Stock markets in Asia and Europe crashed Friday while bank analysts predicted that Britain and the eurozone would fall into recession as a result of the uncertainty triggered by Britain's plans to leave the European Union.

The main index on the London Stock Exchange, the FTSE 100, was down by more than 7 per cent, to 5,880 points, as of 9:15 am (0715 GMT), 15 minutes into the trading day.

Germany's Deutsche Boerse in Frankfurt, the biggest financial centre in the eurozone, saw its DAX index fall by 9.98 per cent as markets opened.

However, amid the turmoil, Deutsche Boerse and the London Stock Exchange issued a joint statement saying Britain's referendum would have no impact on their merger plans. "There will be no change to the planned conditions," they said.

In Milan and Madrid, headline stock market indexes started the day down by 8.45 per cent and 15.9 per cent respectively. In Paris, the main CAC 40 index was down by almost 10 per cent in early morning negotiations.

The British pound was trading at 1.24 against the euro, down by more than 5 per cent, and at 1.38 against the dollar, a fall of more than 7 per cent, after tumbling earlier to the 1.33-dollar mark, the lowest since 1985.

Earlier, Asian markets plummeted.

In Japan, the benchmark Nikkei 225 Stock Average closed down 7.92 per cent after falling as much as 8.46 per cent earlier. The broader Topix index was down 7.26 per cent.

China’s benchmark Shanghai Composite Index closed down 1.3 per cent.

Australia’s benchmark S&P/ASX200 finished the day down 3.28 per cent.

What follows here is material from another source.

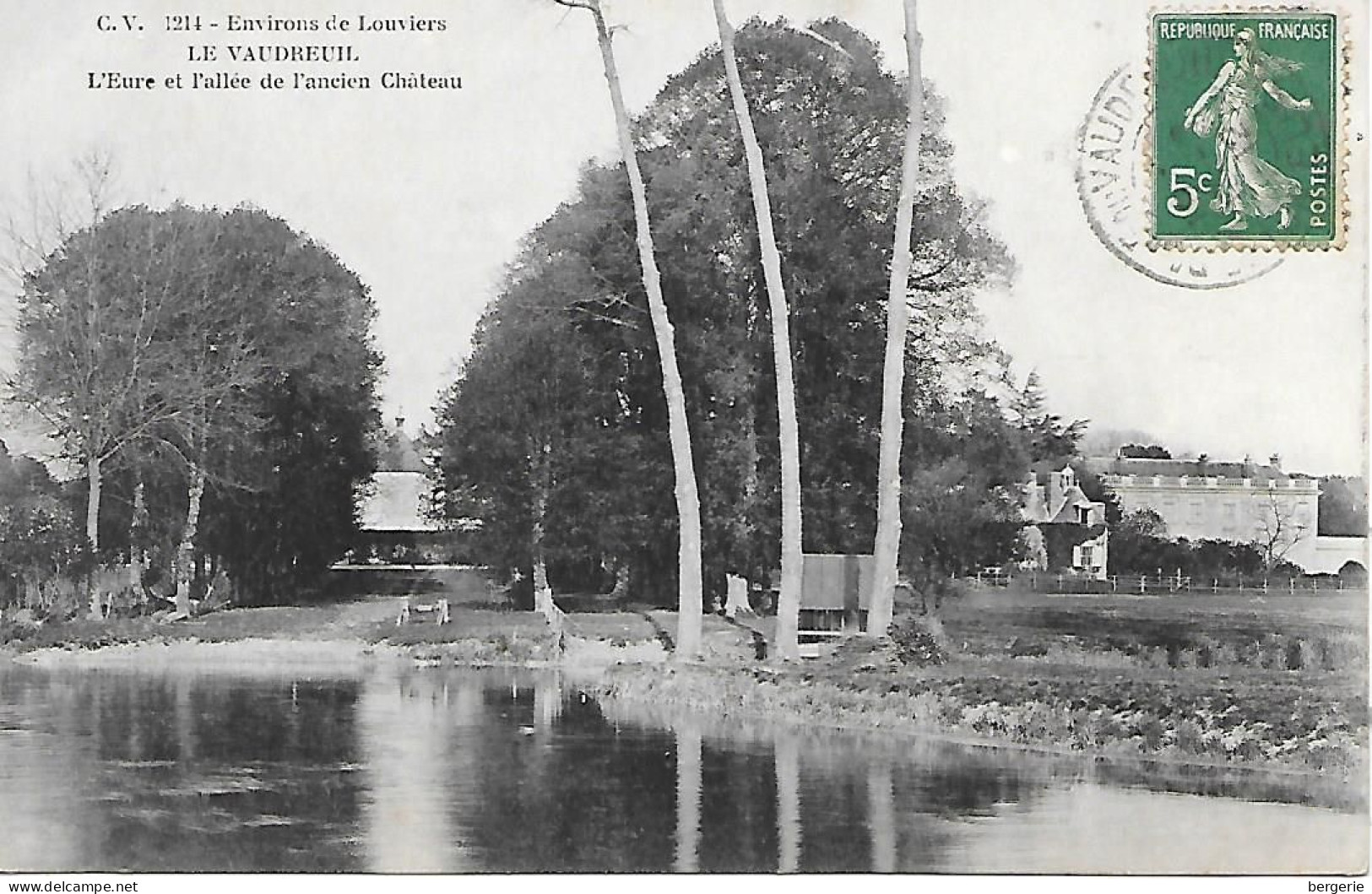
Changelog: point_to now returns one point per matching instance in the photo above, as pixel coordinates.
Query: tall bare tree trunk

Economists said Britain's exit from the European Union - the so-called Brexit scenario voters backed in a Thursday referendum - was spooking markets because of the uncertainty connected to its implementation.

"The Brexit raises many possible scenarios and investors don't like uncertainty. There's quite a few unknowns: what will the UK Parliament think of this, will they try and reverse it in some way," said Patersons Securities economist Tony Farnham.

Daniel Vernazza, Lead UK Economist for Italy's UniCredit bank, said it was unclear whether Britain would continue to have unrestricted access to the EU's single market while it negotiates its exit from the bloc.

"[Britain] could unilaterally move to limit immigration from the EU and ignore rulings from the European Court of Justice before a withdrawal agreement is made, but in response the EU would surely suspend [Britain]'s access to the lucrative European single market," he wrote.

Denmark's Danske Bank said it expected Britain "to fall into recession" in the second half of the year, and the eurozone economy to follow suit, as a result of "falling investments due to higher uncertainty."

The Bank of England tried to reassure markets, announcing in a statement that it was "monitoring developments closely," coordinating with other central banks and standing ready to "take all necessary steps to meet its responsibilities for monetary and financial stability."

According to Danske Bank, the Bank of England was likely to cut interest rates from 0.5 per cent to zero and expand its quantitative easing stimulus policy by 150-200 billion pounds to prop up the British economy.

The global turmoil linked to the Brexit was also probable to lead the US central bank, the Federal Reserve, to hold off on interest rate hikes for the rest of the year, Dutch bank ING's Chief Economist Rob Carnell wrote in a note.

Nick Kounis, Head of Macro and Financial Markets Research at ABN AMRO, another Dutch bank, said Brexit in itself "is not big enough to destabilize global growth and markets," but could if it inspired other EU members to leave, "raising the risk of EU/euro fragmentation."

The Institute of International Finance (IIF), a global representative of the financial industry, urged policymakers to act decisively to redefine British-EU relations.

"The full extent of the financial market and economic impact from Brexit will not be clear for some time, but it is sure to be very disruptive in the short term and a drag on economic growth and employment in the longer term–especially for [Britain,]" IIF President and CEO Tim Adams said.